Custas a cargo do autor (artigo 527º do Código de Processo Civil).
Fixo o valor do procedimento cautelar em € 30.000,01 (trinta mil euros e um cêntimo).»
A requerente recorreu desta sentença e formulou as seguintes conclusões:
1-O Tribunal a quo desconsiderou provas e factos essenciais que devia ter considerado para a edificação da sua decisão final.
2-Não considerou – e devia ter considerado - que pelo facto da recorrida não ter previamente discriminado a natureza e valor de cada item que integrou no montante global que fez transferir, sem prévio aviso, para a recorrente, impediu esta de detectar a exacta verba a devolver a ela.

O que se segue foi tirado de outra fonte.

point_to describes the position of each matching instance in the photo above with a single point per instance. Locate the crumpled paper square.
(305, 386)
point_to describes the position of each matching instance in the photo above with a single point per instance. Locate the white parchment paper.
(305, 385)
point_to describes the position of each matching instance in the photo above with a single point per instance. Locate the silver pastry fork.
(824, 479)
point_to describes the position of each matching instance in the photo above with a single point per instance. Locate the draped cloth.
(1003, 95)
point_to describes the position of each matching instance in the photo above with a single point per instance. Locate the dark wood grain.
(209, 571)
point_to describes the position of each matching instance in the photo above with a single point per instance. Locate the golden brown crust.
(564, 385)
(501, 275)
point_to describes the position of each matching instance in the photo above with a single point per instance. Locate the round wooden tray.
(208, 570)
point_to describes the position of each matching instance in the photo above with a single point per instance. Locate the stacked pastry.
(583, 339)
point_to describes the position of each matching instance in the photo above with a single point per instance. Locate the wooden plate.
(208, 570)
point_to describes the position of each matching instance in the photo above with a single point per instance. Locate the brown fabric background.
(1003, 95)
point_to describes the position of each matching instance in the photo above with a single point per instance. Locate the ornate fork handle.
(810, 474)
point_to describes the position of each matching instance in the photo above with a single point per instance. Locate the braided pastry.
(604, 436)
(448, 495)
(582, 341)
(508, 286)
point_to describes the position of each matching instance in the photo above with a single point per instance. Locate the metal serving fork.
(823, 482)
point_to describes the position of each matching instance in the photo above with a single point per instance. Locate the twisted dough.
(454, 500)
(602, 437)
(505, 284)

3-Também não considerou – e devia ter considerado – o atraso que a própria requerida provocou na detecção/identificação da exacta verba correspondente à compensação, pelo retardamento do envio do recibo legal devido.
4-Por isso não considerou – e devia ter considerado – a culpa da recorrida no ocorrido, e concomitantemente, no justo impedimento que a recorrente sofreu involuntariamente e sem culpa sua, para poder cumprir o ónus de devolução em menor tempo do que aquele verificado.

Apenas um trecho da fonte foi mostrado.